- Born: August 7, 1840 Atkinson, New Hampshire
- Died: September 28, 1910 (aged 70)
- Place of burial: Atkinson, New Hampshire
- Allegiance: United States
- Branch: United States Army
- Rank: First Sergeant
- Unit: 7th New Hampshire Volunteer Infantry
- Conflicts: American Civil War
- Awards: Medal of Honor

= George P. Dow =

U.S. Medal of Honor recipient

George Parsons Dow (August 7, 1840 – September 28, 1910) was a Union Army sergeant in the American Civil War, notable for receiving the Medal of Honor.

==Birth==
Dow was born on August 7, 1840, in Atkinson, New Hampshire, and was living in the city of Manchester when he joined the Union Army.

==Military career==
Dow's identity badge is in a well known private collection. He was a member of the 7th New Hampshire Volunteer Infantry, Company C, and received the Medal of Honor for "Gallantry in command of his company during a reconnaissance toward Richmond."
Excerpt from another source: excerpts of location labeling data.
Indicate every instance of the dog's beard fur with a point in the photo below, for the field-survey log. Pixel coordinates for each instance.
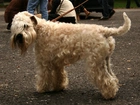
(23, 39)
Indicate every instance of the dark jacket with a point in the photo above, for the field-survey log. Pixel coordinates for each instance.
(13, 8)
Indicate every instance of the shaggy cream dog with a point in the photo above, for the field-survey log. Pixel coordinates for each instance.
(58, 44)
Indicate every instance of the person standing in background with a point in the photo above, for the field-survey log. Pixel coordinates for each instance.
(129, 2)
(32, 5)
(60, 7)
(108, 11)
(13, 8)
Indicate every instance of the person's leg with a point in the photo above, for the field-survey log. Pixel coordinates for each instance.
(106, 8)
(43, 9)
(31, 6)
(137, 3)
(128, 4)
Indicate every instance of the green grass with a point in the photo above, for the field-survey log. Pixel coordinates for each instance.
(122, 4)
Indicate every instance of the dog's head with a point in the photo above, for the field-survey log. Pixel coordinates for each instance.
(22, 30)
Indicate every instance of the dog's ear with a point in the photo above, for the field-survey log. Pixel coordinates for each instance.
(33, 19)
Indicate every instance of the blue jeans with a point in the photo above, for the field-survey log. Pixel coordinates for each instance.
(32, 5)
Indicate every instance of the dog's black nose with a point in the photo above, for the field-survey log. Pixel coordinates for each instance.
(19, 38)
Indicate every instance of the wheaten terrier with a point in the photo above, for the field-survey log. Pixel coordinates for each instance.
(58, 44)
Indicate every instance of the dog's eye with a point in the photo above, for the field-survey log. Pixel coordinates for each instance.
(25, 26)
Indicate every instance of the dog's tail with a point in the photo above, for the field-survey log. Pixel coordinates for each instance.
(121, 30)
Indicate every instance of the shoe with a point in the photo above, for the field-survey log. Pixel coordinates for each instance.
(104, 18)
(9, 26)
(111, 13)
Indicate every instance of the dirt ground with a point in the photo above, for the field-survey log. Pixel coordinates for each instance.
(17, 73)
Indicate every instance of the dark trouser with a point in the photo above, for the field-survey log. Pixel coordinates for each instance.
(62, 19)
(129, 2)
(106, 8)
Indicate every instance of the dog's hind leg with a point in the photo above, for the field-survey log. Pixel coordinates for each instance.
(51, 78)
(103, 77)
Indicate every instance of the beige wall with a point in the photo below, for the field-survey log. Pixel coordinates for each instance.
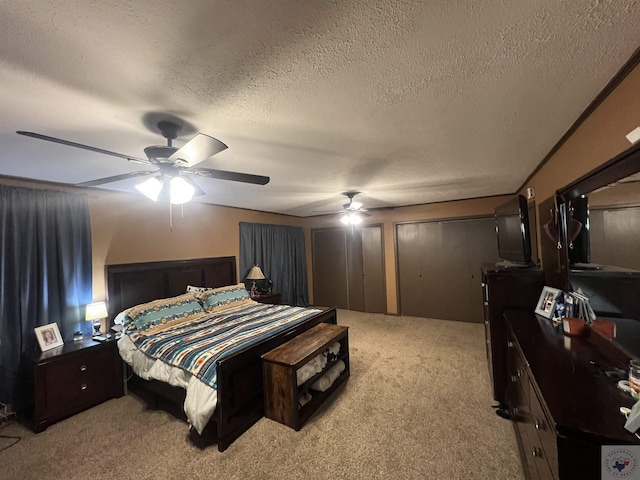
(600, 138)
(127, 228)
(388, 218)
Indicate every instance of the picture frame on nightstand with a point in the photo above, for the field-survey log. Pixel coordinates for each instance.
(546, 305)
(48, 336)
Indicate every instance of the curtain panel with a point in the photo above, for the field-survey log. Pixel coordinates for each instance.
(45, 272)
(280, 252)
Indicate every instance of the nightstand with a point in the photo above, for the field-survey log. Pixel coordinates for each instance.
(69, 379)
(272, 298)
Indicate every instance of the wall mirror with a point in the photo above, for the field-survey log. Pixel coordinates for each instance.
(601, 246)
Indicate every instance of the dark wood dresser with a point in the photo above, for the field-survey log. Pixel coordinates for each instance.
(563, 398)
(272, 298)
(512, 288)
(69, 379)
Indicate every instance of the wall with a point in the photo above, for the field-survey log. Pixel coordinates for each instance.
(388, 218)
(128, 229)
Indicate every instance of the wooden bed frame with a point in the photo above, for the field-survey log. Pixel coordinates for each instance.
(240, 385)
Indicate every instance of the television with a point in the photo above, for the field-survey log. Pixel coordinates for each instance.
(513, 232)
(579, 250)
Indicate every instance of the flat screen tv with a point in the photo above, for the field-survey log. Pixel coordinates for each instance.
(513, 232)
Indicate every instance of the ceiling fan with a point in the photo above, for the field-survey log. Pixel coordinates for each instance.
(352, 212)
(173, 164)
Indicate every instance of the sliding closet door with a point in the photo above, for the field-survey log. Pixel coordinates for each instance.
(375, 292)
(329, 253)
(348, 268)
(439, 267)
(355, 270)
(410, 269)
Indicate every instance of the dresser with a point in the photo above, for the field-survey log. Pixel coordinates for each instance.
(563, 399)
(505, 288)
(71, 378)
(271, 298)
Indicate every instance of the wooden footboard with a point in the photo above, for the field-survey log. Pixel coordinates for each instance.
(240, 385)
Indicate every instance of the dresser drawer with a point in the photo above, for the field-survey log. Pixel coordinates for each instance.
(544, 431)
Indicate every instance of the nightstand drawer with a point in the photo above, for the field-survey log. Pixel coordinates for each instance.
(71, 379)
(78, 380)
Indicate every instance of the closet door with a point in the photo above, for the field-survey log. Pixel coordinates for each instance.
(355, 271)
(409, 260)
(329, 254)
(439, 267)
(348, 268)
(375, 292)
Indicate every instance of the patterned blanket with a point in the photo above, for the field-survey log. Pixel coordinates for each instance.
(197, 345)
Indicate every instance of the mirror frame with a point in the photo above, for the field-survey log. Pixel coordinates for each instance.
(621, 166)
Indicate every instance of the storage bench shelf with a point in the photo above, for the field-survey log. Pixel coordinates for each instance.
(280, 367)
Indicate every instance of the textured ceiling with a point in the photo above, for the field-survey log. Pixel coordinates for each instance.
(407, 102)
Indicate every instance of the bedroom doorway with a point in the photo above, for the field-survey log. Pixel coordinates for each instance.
(348, 268)
(439, 265)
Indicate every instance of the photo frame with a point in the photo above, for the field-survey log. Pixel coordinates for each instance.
(48, 336)
(546, 305)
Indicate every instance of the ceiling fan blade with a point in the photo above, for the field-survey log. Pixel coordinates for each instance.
(197, 149)
(80, 145)
(115, 178)
(198, 191)
(233, 176)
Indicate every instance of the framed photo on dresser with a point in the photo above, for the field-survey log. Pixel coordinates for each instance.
(48, 336)
(546, 305)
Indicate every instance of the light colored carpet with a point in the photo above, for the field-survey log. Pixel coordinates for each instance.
(417, 406)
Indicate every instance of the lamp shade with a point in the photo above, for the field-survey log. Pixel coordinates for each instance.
(96, 311)
(255, 273)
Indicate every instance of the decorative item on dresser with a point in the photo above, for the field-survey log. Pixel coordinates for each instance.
(563, 399)
(96, 312)
(287, 394)
(71, 378)
(255, 274)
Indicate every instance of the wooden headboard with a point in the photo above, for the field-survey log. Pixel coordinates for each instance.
(130, 284)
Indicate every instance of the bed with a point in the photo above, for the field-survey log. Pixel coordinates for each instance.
(239, 386)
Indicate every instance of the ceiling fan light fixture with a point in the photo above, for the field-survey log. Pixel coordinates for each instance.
(150, 188)
(351, 219)
(180, 191)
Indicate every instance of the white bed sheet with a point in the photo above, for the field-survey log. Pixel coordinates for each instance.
(201, 399)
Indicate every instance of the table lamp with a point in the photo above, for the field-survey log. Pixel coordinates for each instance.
(254, 274)
(95, 313)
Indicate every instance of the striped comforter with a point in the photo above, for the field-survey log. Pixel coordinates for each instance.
(196, 346)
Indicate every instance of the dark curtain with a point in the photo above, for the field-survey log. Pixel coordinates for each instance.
(280, 253)
(45, 272)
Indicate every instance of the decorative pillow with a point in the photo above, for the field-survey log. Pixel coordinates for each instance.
(194, 290)
(161, 312)
(216, 298)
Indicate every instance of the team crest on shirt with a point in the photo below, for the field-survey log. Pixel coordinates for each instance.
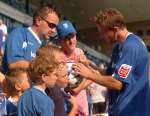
(124, 70)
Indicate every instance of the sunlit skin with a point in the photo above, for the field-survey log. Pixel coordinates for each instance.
(41, 27)
(69, 43)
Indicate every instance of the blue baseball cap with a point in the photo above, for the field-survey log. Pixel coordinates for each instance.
(64, 28)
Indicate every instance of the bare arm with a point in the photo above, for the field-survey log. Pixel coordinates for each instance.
(94, 75)
(21, 64)
(74, 109)
(84, 84)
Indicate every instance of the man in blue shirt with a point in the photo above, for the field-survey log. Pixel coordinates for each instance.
(130, 77)
(22, 43)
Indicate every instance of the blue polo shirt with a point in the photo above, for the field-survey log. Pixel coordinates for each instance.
(35, 102)
(132, 71)
(21, 44)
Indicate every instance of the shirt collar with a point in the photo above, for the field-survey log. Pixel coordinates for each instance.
(40, 89)
(35, 35)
This mission occurred in October 1864. The 7th New Hampshire stood in a single line so that they could see the enemy and collect information regarding the strength of the Confederate defense. Dow later described his experience:

"Advancing, we came to a large stream and a bridge over which I led my company. We marched on, but the cannonading was so terrific that we could not hear the bugle from which we were to take orders. Still we advanced till we came to a clearing and presently found ourselves in front of the rebel breastworks mounted with guns and large bodies of infantry lying behind them. For some reason or other the enemy did not open on us. We halted and it was then that I made the startling discovery that my company had been separated from the regiment, which, as I afterward learned, had stopped at the stream. There was but one way out of our dangerous situation; we had to retreat. I gave the order, but in the roar of cannons and the smoke of firing we became confused and we missed the bridge and had to swim the stream. After thus crossing the water we marched for some distance and finally arrived at a farm house, where we found a woman apparently only too willing to help us find our way. 'Which direction has our line of battle taken?' I asked her. She pointed toward Richmond. I knew she was not telling the truth and took my company in an opposite direction. A little later we met one of our aides, who warned us that we were in danger of being gobbled up by the enemy's cavalry, so we started at a double quick and found the regiment drawn up in the woods. My company in this advance had got nearer to Richmond than any Union troops had yet done, and the information we brought back was of great importance to the Army of the James."

==Death==
He died at age 70 on September 28, 1910, and was buried in his hometown of Atkinson, New Hampshire.